Semantic Data Fabric (SDF) file 1.1 (SchemaStore) JSON Schema

Workspace object

A workspace is a collection of one or more catalogs, schemas, tables, and resources, called workspace members, that are managed together.

edition string required

The SDF edition, should always be 1 (for now)

name string required

The name of this workspace (defaults to the workspace directory name if not given) Name must be set for deployment.

description string

A description of this workspace

repository string

The URL of the workspace source repository (defaults to 'none' if no repository is given)

remote-location string

The default output object store location, e.g. 's3://bucket/key/' where key is optional

includes IncludePath[]

An array of directories and filenames containing .sql and .sdf.yml files

excludes ExcludePath[]

An array of directories and filenames to be skipped when resolving includes

references WorkspacePath[]

An array of paths to other workspaces, i.e. .sql and .yml files Todo why do we skip this serialization?

dialect

The dialect of this workspace. If not set, defaults to Presto dialect

All of: Dialect string

compute

The compute platform for this workspace. If not set, defaults to Local

All of: ComputeKind string

default-catalog string

Defines a default catalog (If not set, defaults to the workspace name)

default-schema string

Defines a default schema (If not set, defaults to 'pub')

Default: "pub"

default-profile string

Defines the default profile (if not set, defaults to 'dbg')

Default: "dbg"

source-locations FilePath[]

Workspace defined by these set of files

vars Record<string, null | boolean | integer | number | string>

A map of named values for setting SQL variables from your environment Ex. -dt: dt, used in SQL as @dt, an in Jinja as {{ dt }}

preprocessor Preprocessor | null

Experimental: This project has jinja, sql_vars, and sql_macros

default-severity

The default severity for this tables tests and checks

All of: Severity string

is-dbt-project boolean | null

Experimental: This is a dbt project..

IncludePath object

All file path should either be relative to the workspace, or absolute for an object store like AWS s3:// Note that an [IncludePath] specifies a catalog and schema scope for unqualified names (in effect for both creating and querying tables).
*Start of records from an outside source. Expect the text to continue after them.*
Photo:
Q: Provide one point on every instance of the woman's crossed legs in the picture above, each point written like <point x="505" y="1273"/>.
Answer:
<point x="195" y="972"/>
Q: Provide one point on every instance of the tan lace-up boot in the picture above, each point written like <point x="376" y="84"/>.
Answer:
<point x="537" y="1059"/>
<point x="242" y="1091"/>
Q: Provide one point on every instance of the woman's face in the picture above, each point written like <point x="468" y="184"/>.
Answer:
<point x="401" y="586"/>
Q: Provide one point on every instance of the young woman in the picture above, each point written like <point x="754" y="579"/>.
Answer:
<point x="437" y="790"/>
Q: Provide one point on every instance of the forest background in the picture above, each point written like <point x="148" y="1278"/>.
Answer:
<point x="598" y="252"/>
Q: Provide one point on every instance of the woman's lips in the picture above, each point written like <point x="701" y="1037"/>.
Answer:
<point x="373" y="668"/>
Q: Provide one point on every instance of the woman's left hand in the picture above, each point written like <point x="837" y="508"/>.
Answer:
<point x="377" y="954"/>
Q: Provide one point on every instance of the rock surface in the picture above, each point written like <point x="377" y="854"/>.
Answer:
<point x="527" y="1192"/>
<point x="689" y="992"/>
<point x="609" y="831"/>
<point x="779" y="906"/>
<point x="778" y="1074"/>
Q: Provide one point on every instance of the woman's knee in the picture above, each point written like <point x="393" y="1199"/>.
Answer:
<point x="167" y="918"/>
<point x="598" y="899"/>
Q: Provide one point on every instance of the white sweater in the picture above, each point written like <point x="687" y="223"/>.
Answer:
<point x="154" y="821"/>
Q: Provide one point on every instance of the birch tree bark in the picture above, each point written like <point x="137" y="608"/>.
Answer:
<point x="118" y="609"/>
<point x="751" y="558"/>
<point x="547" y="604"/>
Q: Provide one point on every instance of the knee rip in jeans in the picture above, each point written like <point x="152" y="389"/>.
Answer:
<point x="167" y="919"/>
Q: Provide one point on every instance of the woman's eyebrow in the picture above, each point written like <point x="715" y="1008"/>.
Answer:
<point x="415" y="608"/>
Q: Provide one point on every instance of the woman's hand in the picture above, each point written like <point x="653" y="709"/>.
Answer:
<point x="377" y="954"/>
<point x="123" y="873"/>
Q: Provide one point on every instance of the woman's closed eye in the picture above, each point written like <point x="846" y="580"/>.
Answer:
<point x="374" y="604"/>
See [IncludePath::default_catalog] and [IncludePath::default_schema].

path string required

A filepath

type

Type of included artifacts: model | test | stats | metadata | resource

default-catalog string | null

Defines a default catalog for unqualified names. If not set, defaults to the [Workspace] catalog.

default-schema string | null

Defines a default schema for unqualified names. If not set, defaults to the [Workspace] schema.

dialect Dialect | null

The dialect of the included files. If not set, defaults to the [Workspace] dialect.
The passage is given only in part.